L'histoire n'a gardé de lui que le souvenir d'un homme de faible constitution, dominé par sa mère Catherine de Médicis, la véritable instigatrice du complot. On sait qu'il mourut deux années plus tard, rongé par le remord, la folie et la maladie ; on connaît moins les détails de cette terrible descente aux enfers qui méritait certainement qu'on lui consacrât un roman, auquel Teulé s'est attelé dans une écriture mêlant truculence et humour.

Nous sommes ici aux antipodes du raffinement de la cour d'Henri II dépeint par Mme de Lafayette dans La Princesse de Clèves : quelques années plus tard, la monstruosité et le macabre semblent avoir envahi le Louvre de Charles IX. Dès le premier chapitre, le ton est donné : à sa mère et à ses conseillers qui cherchent à lui arracher l'ordre du massacre en lui demandant le sacrifice d'un homme, puis de deux, puis de dix, puis de cent, Charles IX finit par hurler le fameux «tuez-les tous !» qui fit de lui pour la postérité un roi criminel et le plongea dans une démence meurtrière.

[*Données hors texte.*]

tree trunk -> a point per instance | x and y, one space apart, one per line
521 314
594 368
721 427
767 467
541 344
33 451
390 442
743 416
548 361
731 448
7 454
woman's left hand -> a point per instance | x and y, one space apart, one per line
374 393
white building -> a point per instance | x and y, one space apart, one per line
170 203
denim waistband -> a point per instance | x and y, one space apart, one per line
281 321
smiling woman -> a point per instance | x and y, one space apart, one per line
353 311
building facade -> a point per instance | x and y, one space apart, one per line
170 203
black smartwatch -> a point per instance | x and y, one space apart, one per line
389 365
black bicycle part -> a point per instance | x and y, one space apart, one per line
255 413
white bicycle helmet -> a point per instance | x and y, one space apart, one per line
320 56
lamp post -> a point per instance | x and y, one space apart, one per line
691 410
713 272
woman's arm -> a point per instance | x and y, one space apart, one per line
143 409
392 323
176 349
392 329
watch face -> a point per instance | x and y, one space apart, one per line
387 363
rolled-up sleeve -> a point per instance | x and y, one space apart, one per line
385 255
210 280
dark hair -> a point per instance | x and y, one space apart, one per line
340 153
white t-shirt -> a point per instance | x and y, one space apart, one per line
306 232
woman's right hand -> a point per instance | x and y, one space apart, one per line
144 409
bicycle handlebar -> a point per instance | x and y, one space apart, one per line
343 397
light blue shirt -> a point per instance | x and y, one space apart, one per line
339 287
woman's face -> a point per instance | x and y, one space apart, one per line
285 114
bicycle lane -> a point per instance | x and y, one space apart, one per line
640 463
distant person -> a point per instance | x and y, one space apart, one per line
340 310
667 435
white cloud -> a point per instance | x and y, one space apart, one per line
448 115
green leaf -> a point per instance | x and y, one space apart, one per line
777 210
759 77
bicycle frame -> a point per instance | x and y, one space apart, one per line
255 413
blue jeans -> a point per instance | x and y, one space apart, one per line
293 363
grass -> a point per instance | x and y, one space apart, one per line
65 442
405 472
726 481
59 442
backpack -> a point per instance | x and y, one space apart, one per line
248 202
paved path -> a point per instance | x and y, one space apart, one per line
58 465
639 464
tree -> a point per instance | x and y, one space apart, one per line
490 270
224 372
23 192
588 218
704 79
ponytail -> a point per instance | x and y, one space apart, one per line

Incapable d'assumer ce carnage qu'il a eu la lâcheté de permettre, Charles IX abandonne définitivement la conduite des affaires du royaume à sa mère, et, traumatisé par le déluge de sang qu'il a causé, ne songe désormais plus qu'à en faire couler davantage. Trop d'hommes étant morts par sa faute, c'est sur la gent animale qu'il assouvit ses pulsions sanguinaires. Teulé nous décrit ainsi d'ubuesques scènes de chasses dans les bois, les jardins et jusque dans les couloirs du Louvre où Charles IX course et massacre alouettes, lapins, cerfs, agneaux, chiens et chats, ponctuant son hécatombe par force jurons, à faire rougir même le très rabelaisien pornographe de Brassens !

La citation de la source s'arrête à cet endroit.